All we have to do now is to build the parser from our grammar:

func Parse(source string) (*GoModFile, error) {
	p, err := participle.Build(&GoModFile{},
		participle.Lexer(iniLexer),
	)
	if err != nil {
		return nil, err
	}

	ast := &GoModFile{}
	err = p.ParseString(source, ast)
	return ast, err
}

And we’re done, we can parse `go.mod` files now! Let’s write a simple test to make sure everything works as expected:

func TestParse_WithMultipleRequirements(t *testing.T) {
	file, err := Parse(`
  module github.com/matang28/go-latest
  go 1.12
  require (
  	github.com/bla1/bla1 v1.23.1 // indirect
  	github.com/bla2/bla2 v2.25.8-20190701-fuasdjhasd8
  )
`)
	assert.Nil(t, err)
	assert.NotNil(t, file)

	assert.EqualValues(t, "github.com/matang28/go-latest", file.Module)
	assert.EqualValues(t, "1.12", *file.GoVersion)
	assert.EqualValues(t, 2, len(file.Requirements))

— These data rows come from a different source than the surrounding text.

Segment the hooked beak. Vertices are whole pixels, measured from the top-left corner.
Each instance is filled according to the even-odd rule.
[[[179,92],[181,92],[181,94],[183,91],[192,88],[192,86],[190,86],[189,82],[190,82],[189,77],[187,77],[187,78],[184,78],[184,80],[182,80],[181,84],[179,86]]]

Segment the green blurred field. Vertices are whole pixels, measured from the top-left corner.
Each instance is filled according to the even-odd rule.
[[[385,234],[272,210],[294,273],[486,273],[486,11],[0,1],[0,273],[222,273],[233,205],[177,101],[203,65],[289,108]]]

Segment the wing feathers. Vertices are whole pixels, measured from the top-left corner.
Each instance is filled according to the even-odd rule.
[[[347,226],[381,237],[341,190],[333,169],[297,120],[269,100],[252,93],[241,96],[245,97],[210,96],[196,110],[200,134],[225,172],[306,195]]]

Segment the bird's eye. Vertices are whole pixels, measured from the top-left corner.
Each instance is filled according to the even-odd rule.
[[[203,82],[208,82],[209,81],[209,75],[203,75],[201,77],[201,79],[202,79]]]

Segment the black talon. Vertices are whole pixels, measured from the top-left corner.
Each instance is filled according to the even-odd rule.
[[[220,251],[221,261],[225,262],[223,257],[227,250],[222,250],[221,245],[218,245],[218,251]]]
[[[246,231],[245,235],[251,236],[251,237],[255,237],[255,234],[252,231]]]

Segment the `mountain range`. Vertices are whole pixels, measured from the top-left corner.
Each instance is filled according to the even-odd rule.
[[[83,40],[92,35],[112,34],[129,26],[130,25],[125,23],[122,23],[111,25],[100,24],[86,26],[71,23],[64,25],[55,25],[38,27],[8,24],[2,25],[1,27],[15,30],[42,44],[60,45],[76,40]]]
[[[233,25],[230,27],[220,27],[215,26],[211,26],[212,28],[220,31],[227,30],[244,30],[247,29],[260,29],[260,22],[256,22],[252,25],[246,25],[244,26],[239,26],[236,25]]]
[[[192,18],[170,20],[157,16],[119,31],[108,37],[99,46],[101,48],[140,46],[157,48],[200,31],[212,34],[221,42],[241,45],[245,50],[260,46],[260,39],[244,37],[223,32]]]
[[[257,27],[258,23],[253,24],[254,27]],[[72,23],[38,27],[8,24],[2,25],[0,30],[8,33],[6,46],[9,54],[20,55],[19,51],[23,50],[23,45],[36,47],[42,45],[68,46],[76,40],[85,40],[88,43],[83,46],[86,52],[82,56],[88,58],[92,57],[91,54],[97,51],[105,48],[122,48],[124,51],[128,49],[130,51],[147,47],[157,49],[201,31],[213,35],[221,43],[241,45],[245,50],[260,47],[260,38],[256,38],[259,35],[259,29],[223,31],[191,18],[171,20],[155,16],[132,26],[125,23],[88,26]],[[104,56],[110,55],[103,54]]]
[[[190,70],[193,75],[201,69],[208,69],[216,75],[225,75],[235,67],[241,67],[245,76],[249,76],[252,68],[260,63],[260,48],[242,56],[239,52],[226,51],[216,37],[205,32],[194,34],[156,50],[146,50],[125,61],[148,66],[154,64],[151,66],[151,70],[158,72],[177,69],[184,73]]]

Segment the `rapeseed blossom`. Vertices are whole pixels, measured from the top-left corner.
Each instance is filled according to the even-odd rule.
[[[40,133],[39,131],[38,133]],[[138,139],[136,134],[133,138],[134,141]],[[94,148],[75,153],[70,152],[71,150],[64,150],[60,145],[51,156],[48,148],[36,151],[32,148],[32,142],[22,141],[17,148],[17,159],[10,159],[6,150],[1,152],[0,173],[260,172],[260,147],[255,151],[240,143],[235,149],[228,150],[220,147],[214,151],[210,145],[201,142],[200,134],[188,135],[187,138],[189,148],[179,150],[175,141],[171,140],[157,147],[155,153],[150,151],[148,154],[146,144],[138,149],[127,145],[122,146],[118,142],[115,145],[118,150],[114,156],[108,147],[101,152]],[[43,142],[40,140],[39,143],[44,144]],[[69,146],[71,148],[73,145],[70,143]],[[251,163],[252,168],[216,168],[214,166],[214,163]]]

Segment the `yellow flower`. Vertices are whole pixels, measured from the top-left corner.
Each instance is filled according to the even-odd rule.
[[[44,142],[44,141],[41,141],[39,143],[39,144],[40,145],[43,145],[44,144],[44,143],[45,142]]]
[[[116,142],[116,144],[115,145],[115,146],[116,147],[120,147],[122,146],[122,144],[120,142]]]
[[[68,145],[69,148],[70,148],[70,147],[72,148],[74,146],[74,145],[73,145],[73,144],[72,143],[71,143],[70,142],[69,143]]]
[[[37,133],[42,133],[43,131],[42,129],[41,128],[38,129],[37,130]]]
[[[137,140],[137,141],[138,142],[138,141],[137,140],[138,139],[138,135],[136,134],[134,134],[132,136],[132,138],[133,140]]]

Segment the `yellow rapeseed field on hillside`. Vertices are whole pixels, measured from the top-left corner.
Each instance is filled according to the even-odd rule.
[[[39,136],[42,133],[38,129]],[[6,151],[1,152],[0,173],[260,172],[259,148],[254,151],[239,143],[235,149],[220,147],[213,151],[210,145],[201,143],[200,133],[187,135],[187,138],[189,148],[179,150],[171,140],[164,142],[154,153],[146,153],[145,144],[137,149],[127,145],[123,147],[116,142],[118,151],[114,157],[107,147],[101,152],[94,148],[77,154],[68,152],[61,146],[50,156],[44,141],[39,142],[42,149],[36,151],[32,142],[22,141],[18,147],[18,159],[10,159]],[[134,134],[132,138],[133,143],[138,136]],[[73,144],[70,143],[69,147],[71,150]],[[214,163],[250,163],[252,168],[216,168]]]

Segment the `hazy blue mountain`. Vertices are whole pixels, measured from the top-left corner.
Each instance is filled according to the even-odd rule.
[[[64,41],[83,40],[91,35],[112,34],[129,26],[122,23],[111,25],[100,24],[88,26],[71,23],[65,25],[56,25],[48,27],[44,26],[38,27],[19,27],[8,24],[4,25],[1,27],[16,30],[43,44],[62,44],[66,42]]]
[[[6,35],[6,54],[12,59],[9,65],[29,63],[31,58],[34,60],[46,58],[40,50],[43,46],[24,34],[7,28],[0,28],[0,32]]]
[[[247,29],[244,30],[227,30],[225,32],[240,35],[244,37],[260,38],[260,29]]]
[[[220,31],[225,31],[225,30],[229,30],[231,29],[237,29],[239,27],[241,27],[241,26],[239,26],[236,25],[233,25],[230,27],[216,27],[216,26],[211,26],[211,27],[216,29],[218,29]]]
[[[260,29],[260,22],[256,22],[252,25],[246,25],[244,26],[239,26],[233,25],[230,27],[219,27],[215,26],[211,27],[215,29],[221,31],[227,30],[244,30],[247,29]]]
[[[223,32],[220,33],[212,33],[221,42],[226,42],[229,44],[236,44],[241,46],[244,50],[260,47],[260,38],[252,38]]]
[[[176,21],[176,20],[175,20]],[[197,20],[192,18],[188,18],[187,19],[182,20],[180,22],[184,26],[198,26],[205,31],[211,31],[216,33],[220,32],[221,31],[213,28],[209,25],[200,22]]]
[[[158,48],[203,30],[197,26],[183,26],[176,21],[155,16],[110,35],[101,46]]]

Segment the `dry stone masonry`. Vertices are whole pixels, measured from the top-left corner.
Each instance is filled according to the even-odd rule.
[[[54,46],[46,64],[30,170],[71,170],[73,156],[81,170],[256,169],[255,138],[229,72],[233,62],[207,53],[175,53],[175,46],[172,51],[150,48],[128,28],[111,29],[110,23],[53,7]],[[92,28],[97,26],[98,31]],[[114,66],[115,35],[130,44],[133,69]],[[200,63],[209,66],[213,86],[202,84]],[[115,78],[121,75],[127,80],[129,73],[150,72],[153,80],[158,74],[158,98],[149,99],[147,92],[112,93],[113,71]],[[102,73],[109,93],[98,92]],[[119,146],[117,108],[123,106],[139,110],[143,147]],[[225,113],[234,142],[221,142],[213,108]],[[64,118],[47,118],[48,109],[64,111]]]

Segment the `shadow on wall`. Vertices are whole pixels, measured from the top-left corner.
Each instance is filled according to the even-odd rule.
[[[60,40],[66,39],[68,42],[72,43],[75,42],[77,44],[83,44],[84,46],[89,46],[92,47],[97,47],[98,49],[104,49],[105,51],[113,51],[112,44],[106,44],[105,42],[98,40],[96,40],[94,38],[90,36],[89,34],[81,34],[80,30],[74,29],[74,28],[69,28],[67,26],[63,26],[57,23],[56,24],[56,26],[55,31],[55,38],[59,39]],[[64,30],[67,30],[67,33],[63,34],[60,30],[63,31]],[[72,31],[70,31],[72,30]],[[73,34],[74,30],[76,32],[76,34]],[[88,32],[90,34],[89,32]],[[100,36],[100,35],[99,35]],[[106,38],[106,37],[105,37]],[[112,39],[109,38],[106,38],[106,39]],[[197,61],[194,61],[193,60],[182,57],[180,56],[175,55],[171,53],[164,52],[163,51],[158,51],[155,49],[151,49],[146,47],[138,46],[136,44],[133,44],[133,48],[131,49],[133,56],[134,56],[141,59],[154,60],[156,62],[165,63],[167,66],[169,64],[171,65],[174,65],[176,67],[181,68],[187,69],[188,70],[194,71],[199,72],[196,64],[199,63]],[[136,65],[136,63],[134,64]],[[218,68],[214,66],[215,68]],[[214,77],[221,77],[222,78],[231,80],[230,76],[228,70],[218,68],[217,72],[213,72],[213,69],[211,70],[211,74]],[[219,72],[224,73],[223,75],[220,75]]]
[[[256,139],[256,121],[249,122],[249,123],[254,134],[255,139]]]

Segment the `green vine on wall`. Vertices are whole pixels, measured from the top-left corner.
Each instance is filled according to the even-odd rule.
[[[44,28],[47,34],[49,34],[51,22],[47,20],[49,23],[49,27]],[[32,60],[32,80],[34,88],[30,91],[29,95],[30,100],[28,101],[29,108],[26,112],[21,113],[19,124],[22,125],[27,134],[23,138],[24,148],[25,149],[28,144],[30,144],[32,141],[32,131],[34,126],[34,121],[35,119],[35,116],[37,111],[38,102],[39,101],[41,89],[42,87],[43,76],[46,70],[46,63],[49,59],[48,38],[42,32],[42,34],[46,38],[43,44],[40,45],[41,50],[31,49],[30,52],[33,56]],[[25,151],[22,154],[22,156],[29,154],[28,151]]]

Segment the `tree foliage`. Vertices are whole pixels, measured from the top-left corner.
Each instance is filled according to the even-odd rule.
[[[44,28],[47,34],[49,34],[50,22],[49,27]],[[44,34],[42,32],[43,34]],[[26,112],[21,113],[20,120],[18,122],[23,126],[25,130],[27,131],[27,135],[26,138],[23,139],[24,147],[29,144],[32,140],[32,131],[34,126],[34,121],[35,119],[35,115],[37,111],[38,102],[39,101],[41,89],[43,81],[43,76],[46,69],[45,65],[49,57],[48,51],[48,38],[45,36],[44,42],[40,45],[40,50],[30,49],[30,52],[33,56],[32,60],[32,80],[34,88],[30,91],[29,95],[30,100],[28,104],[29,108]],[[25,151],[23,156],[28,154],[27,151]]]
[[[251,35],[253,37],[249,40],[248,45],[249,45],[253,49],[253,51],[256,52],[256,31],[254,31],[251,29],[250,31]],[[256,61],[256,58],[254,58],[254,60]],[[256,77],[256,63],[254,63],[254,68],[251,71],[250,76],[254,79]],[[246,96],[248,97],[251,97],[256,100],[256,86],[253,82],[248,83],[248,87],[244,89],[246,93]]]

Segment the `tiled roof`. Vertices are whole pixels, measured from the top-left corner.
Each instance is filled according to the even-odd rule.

	assert.EqualValues(t, "github.com/bla1/bla1", file.Requirements[0].ModuleName)
	assert.EqualValues(t, "v1.23.1", file.Requirements[0].Version)
	assert.EqualValues(t, "indirect", *file.Requirements[0].Comment)

	assert.EqualValues(t, "github.com/bla2/bla2", file.Requirements[1].ModuleName)
	assert.EqualValues(t, "v2.25.8-20190701-fuasdjhasd8", file.Requirements[1].Version)
	assert.Nil(t, file.Requirements[1].Comment)

	assert.Nil(t, file.Replacements)
}

Where is the pet project?

Picking

go.mod

files for the examples wasn’t accidental, the tool I’ve decided to build is a simple automation tool. If you use Go in your organization you probably know that editing

go.mod

file manually can be tedious.

go-latest

to the rescue!

go-latest

will scan for

go.mod

files recursively, patching every dependency that matches your query to latest .

For example, for this file tree:

.
├── go.mod
├── subModule1
│   └── go.mod
└── subModule2
    └── go.mod

If I want to patch dependencies that matches my organization name to their latest version I’ll type:

$> go-latest ”organization.com” .

See?! Iv’e told you, pet projects are fun :) and I don’t care that we’ve could solve this problem by using simple regex expressions because this is the essence of pet projects!